With that conclusion a person must wonder, what God's plan is and who it involves. N.T. Wright writes, in his section on Israel and their hope for salvation, "There will come a new king, anointed with oil and with God's own Spirit (the Hebrew for "anointed one" is "Messiah"; the Greek is "Christ"), and he will put the world back into proper order. Based on Wright's words one can conclude that God has sent a rescuer and his name is Jesus (110). Wright also states that, "The time had now come when, at last, God would rescue his people, not from mere political enemies, but from evil itself, from the sin which had enslaved them. These evidences help to prove the value of this metaphor.
This metaphor is valuable for a number of reasons; the primary of which is that it takes something that almost any reader will be familiar with and relates it to something that he or she may or may not understand. That which he or she understands being staring at the sun and that which he or she may not understand being Christianity itself. Another reason that this metaphor is beneficial is that it easily leads into the telling what Christianity is about without making the reader feel like it is being forced on him or her. This being that God sent his son to die on the cross to redeem all people from their sins (86-87). In telling this basic truth of Christianity Wright helps lay the ground work of what could eventually become a firm believer in Christ.

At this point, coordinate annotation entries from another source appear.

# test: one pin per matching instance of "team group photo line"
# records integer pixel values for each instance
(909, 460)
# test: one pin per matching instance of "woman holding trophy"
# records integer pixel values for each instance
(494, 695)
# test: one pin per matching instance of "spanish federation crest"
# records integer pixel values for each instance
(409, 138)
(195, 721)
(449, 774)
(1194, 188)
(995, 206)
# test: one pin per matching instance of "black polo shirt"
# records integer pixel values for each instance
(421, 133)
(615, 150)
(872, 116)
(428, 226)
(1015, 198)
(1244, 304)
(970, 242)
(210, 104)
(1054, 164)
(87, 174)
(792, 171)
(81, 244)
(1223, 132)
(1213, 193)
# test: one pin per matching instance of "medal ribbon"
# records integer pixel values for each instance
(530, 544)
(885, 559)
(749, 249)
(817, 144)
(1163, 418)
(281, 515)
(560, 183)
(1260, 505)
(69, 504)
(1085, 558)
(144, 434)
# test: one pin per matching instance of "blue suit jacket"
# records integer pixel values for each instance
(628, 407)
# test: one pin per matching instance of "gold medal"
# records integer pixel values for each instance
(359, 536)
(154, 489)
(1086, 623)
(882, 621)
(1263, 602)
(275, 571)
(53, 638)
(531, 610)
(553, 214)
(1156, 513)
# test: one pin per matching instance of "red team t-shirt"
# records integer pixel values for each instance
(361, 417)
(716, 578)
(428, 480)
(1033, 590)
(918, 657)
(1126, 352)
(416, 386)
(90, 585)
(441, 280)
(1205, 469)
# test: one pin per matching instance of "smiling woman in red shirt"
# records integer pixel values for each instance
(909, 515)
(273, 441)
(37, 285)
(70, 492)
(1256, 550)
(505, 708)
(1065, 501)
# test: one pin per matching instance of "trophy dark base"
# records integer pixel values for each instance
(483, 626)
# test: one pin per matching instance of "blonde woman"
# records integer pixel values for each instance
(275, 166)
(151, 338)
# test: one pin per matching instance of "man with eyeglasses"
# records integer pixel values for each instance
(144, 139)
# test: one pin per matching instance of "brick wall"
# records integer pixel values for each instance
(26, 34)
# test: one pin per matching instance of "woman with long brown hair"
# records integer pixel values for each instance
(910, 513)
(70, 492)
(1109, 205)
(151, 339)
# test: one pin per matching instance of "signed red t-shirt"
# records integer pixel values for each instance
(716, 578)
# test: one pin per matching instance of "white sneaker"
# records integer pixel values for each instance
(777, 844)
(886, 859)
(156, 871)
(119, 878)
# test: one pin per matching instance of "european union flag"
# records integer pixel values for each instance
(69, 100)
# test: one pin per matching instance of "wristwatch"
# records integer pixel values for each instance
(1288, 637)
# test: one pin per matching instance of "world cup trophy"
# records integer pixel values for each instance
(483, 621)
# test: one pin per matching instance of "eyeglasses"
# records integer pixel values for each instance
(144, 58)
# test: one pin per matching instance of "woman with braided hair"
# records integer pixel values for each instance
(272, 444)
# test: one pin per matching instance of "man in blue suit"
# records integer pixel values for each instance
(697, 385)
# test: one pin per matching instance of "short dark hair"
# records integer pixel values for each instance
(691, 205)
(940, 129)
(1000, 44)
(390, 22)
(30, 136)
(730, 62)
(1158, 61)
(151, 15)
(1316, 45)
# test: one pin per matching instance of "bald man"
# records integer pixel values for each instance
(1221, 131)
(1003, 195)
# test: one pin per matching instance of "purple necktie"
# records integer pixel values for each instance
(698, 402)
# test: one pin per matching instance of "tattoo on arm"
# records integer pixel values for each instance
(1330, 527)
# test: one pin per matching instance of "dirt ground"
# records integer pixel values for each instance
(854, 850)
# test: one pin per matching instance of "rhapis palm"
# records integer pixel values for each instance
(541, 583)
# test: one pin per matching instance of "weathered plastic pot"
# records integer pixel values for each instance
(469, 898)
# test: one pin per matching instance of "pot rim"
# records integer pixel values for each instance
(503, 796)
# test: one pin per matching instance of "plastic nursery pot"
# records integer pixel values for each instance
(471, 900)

This metaphor is problematic for a few reasons. The most important reason is that Wright assumes is several places that the reader is familiar with the Bible and in particular the Old Testament. A specific example is when Wright mentions the Passover and Jesus Last Supper without explaining very well what the Passover is and why it is significant to Jesus. Another odd reason that "staring at the sun" is a poor metaphor is that some people may assume that to be a Christian you must go through pain and suffering. This is simply not true though some Christians are made to suffer physically, emotionally, spiritually, and socially because of persecution. Though this author believes that if a reader makes this assumption then that reader should probably not be reading books of this type of depth.
Wright does invite a person to consider Christian theology more deeply. He causes the reader to think more about what happen during the times that the Bible was written about. He also causes his readers to consider that the words in the Bible may have more meaning that just what the reader takes them for. Wright causes his readers to consider Christian theology more deeply so that they do not just accept his words. Wright wants his readers to question what he has written and then go back to the source, the Bible, and try to find out what God says.